Acórdão nº 0130/02 de Supremo Tribunal Administrativo (Portugal), 24 de Setembro de 2003

Magistrado ResponsávelJORGE DE SOUSA
Data da Resolução24 de Setembro de 2003
EmissorSupremo Tribunal Administrativo (Portugal)

Acordam na Secção do Contencioso Administrativo do Supremo Tribunal Administrativo: 1 - A...

interpôs no Tribunal Administrativo de Círculo do Porto, mas dirigido a este Supremo Tribunal Administrativo, recurso contencioso de anulação do despacho do Senhor Secretário de Estado do Desenvolvimento Rural e das Pescas de 18 de Julho de 2001 que aprovou e constitui e integra a Portaria n.º 849-C/2001 de 25 de Julho - publicada no Diário da República, I Série-B, n.º 171, de 25 de Julho de 2001, págs. 4564 (3) e (4) - que criou a zona de caça municipal de Portimão pelo período de 6 anos e transferiu a sua gestão para a Federação de Caça do Sul de Portugal, delimitando a área incluída e estabelecendo as demais condições.

O Recorrente sustenta que são materialmente inconstitucionais, por violação do princípio da igualdade, as normas do art. 16.º, n.º 2, da Lei n.º 173/99, de 21 de Setembro, e dos arts. 24.º, 25.º e 26.º do Decreto-Lei n.º 227-B/2000, de 15 de Setembro, em que se baseou o acto recorrido, imputa-lhe vícios de violação de lei, relativos ao acto de aprovação da Portaria referida e por erro sobre os pressupostos de facto e de direito, e ainda vício de incompetência.

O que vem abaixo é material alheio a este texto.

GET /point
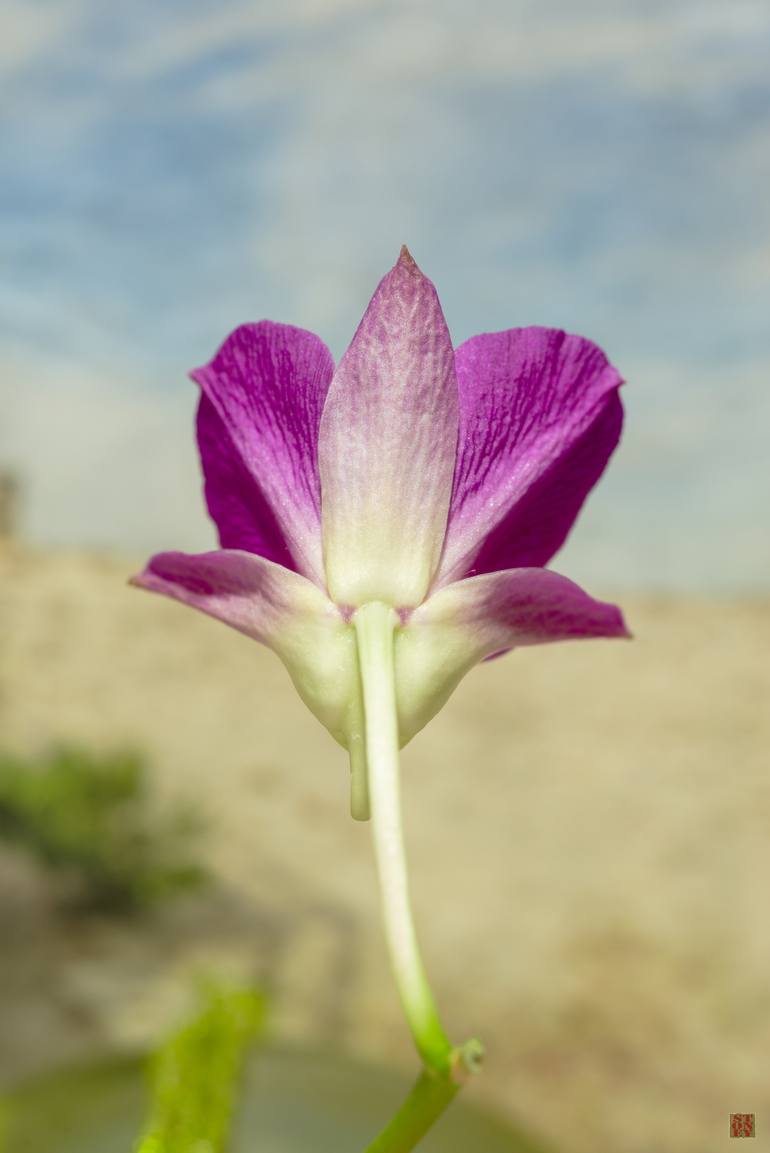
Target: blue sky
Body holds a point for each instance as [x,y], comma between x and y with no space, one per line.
[171,170]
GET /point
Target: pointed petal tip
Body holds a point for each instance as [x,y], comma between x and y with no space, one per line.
[407,262]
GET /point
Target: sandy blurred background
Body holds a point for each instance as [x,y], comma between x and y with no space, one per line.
[588,823]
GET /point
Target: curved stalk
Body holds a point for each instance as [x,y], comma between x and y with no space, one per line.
[446,1065]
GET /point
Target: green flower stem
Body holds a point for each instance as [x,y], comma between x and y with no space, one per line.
[446,1065]
[375,624]
[427,1101]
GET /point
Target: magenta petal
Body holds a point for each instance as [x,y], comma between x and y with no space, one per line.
[234,498]
[241,589]
[481,617]
[540,416]
[521,607]
[387,446]
[263,394]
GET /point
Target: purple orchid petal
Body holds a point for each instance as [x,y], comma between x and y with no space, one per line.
[244,590]
[263,394]
[540,416]
[481,617]
[387,446]
[520,607]
[234,498]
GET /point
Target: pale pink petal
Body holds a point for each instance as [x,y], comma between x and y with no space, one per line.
[258,436]
[281,609]
[481,617]
[540,416]
[387,446]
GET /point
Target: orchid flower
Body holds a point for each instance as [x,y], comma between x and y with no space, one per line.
[385,525]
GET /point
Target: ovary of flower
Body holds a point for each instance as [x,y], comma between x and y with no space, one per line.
[436,481]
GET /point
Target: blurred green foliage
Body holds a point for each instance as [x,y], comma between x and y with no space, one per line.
[197,1074]
[88,818]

O processo foi remetido pelo Tribunal Administrativo do Círculo do Porto ao Tribunal Administrativo de Círculo de Lisboa, sendo este último Tribunal que ordenou a notificação da Autoridade Recorrida para responder.

A Autoridade Recorrida respondeu, defendendo que deve ser negado provimento ao recurso e suscitando a questão prévia da incompetência do Tribunal Administrativo de Círculo de Lisboa para o conhecimento do recurso.

O Meritíssimo Juiz do Tribunal Administrativo de Círculo de Lisboa proferiu despacho reconhecendo que tinha havido lapso na remessa do processo a esse Tribunal e ordenou o seu envio a este Supremo Tribunal Administrativo.

A recorrida particular, FEDERAÇÃO DE CAÇA DO SUL DE PORTUGAL, contestou, defendendo o não provimento do recurso e a não verificação de uma situação de incompetência.

O Recorrente veio a apresentar alegações com as seguintes conclusões: l. O despacho recorrido é ilegal por se basear nas normas do art. 16º, nº2 da Lei n.º 173/99, de 21 de Setembro, e dos arts. 24º, 25º e 26º do Decreto-Lei n.º 227-B/2000, de 15 de Setembro, feridas de inconstitucionalidade.

  1. O art. 16º da Lei n.º 173/99 de 21 de Setembro de 1999, ao restringir ao estabelecimento das zonas de caça mediante concessão a necessidade de acordo prédio dos proprietários ou outros detentores de direitos de gozo ou utilização dos terrenos, discriminou e excluiu expressamente as zonas de caça de interesse nacional ou municipal, aí permitindo a desnecessidade do acordo prévio dos titulares de direitos referidos.

  2. Os arts. 24º, n.º 1, 25º e 26º do Decreto-Lei n.º 227-B/2000, de 15 de Setembro de 2000, estabeleceram termos de cuja conjugação resulta uma situação idêntica à do referido art. 16º da Lei n.º 173/99, pelo que também neles é feita uma discriminação e distinção entre os proprietários e detentores de direitos sobre terrenos incluídos em zonas de caça de interesse municipal ou nacional, por um lado, e os proprietários de terrenos incluídos em zonas de caça de interesse turístico ou associativo, por outro.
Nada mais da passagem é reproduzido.